Background Surveys commonly form the bases of population estimation of health measures and health-related determinants. The validity of such inference depends on study generalisability which can be threatened by low participation levels. Classically, efforts to reduce resultant selection bias are limited to weights based on socio-demographic characteristics which typically do not capture health differences within population sub-groups. We propose the use of administrative record-linkage and novel methodology to overcome non-response bias, and illustrate this using the 2003 Scottish Health Survey measures of alcohol consumption.
Methods Of the 54% of individuals who responded to the survey, 91% consented to record linkage of their responses to routine data; this study used data on alcohol-related harms (hospital admission or mortality) to the end of 2011. Contemporaneous census information and (unlinked) admission/mortality data on the general population were also available.

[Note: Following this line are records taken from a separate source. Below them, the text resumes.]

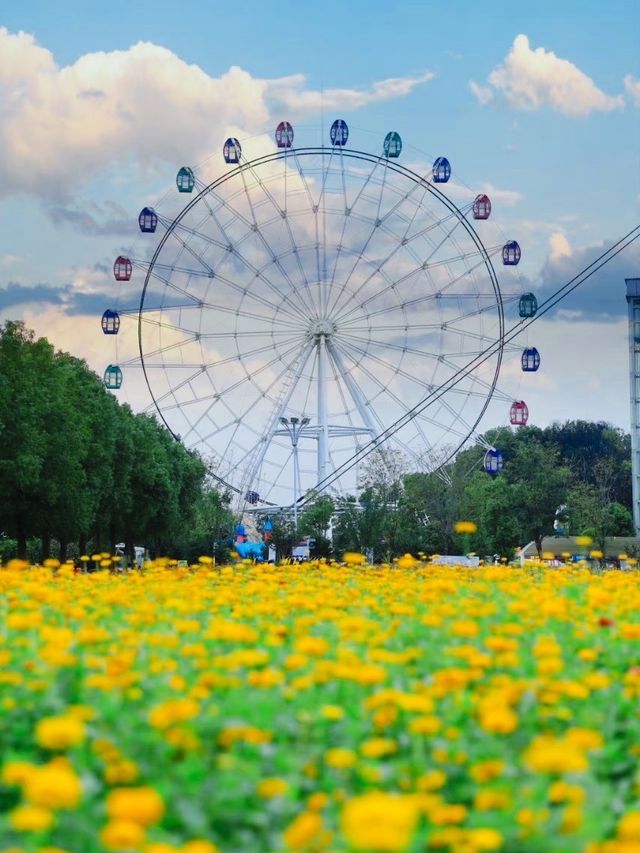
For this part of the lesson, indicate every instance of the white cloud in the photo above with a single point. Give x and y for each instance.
(290, 92)
(531, 79)
(558, 246)
(632, 88)
(61, 126)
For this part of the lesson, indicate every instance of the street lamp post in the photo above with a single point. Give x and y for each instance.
(294, 427)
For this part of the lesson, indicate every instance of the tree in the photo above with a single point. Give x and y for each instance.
(540, 485)
(315, 522)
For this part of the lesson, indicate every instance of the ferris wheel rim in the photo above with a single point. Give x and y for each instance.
(248, 165)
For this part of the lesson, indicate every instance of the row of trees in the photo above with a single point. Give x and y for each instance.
(581, 466)
(77, 467)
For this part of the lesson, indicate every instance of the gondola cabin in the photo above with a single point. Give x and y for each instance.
(392, 145)
(530, 360)
(511, 254)
(185, 180)
(441, 170)
(122, 268)
(112, 377)
(232, 151)
(493, 462)
(528, 305)
(518, 413)
(148, 220)
(110, 322)
(284, 135)
(481, 207)
(339, 132)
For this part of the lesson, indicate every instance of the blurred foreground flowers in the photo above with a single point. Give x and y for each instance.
(312, 707)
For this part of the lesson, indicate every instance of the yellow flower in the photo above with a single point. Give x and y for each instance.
(60, 732)
(307, 827)
(31, 818)
(380, 822)
(54, 786)
(143, 806)
(340, 758)
(122, 835)
(465, 527)
(498, 718)
(272, 787)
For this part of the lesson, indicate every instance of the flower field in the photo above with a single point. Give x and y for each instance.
(319, 707)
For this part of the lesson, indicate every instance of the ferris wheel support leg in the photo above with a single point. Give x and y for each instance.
(323, 426)
(254, 470)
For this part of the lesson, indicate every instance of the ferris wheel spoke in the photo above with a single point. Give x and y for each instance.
(296, 291)
(293, 372)
(367, 412)
(397, 245)
(231, 388)
(348, 212)
(223, 309)
(416, 419)
(421, 416)
(410, 303)
(239, 288)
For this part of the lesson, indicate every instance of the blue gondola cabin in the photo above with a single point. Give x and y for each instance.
(493, 462)
(284, 135)
(148, 220)
(530, 360)
(185, 180)
(339, 132)
(232, 151)
(122, 268)
(481, 207)
(441, 170)
(110, 322)
(392, 145)
(511, 254)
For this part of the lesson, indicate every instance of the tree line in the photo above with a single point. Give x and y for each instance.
(80, 471)
(576, 475)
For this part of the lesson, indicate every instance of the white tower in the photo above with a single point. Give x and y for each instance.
(633, 301)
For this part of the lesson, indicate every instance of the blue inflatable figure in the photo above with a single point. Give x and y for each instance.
(248, 550)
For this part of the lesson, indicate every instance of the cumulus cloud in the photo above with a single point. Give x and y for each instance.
(92, 219)
(558, 246)
(531, 79)
(290, 92)
(601, 298)
(61, 126)
(632, 88)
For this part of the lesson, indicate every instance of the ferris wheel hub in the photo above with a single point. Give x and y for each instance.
(321, 326)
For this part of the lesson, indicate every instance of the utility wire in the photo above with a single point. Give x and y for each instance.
(517, 329)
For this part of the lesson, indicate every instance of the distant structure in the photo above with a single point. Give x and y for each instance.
(633, 302)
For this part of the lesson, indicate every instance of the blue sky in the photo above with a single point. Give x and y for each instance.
(539, 101)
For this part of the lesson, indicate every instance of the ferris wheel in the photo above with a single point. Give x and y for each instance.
(307, 299)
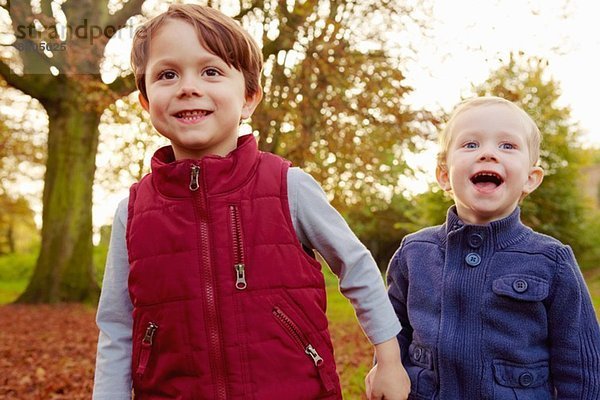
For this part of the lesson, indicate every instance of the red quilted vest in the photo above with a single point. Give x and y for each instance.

We compared directly age-standardised survey-weighted estimates of alcohol-related harm rates in the 2353 male and 3028 female participants aged 20–65 years at interview with rates for the whole population. These differences and inferred characteristics of those missing from the survey were used to derive probabilities of alcohol-related harm in non-responders by age, sex, area deprivation and health board region. Observations were simulated for non-responders with corresponding alcohol-related harm probabilities and their unknown alcohol consumption estimates were multiply-imputed. Corrected results were obtained from the proxy representative sample comprising responders and simulated non-responders.
Results Overall mean weekly unit alcohol consumption estimates were 10.4% higher among men [uncorrected = 21.8 (95% CI: 20.8–22.8), corrected = 24.0 (21.8–26.3)] and 5.0% higher among women [uncorrected = 10.5 (9.6–11.4), corrected = 11.0 (9.9–12.1)]. For those living in the most deprived quintile areas, the uncorrected means were corrected from 23.1 (19.9–26.4) to 27.4 (19.9–34.9) units (18.6% increase) among men, and from 9.0 (7.5–10.4) to 10.1 (8.5–11.8) units (12.8% increase) among women. These compared with rises in the least deprived quintile areas from 22.9 (20.0–25.7) to 24.6 (20.0–29.2) units (7.5% increase) among men, and from 12.2 (10.9–13.6) to 13.0 (11.3–14.7) units (6.1% increase) among women.
Conclusion Corrected estimates suggest non-response bias leads to an underestimation of overall alcohol consumption as well as of disparities between men living in deprived and non-deprived areas. There is potential for wider application to other survey-derived estimates (including behaviours like smoking) and to other studies which have capacity to record-link to administrative health records. This methodology offers a promising route for advancing efforts to resolve non-response bias.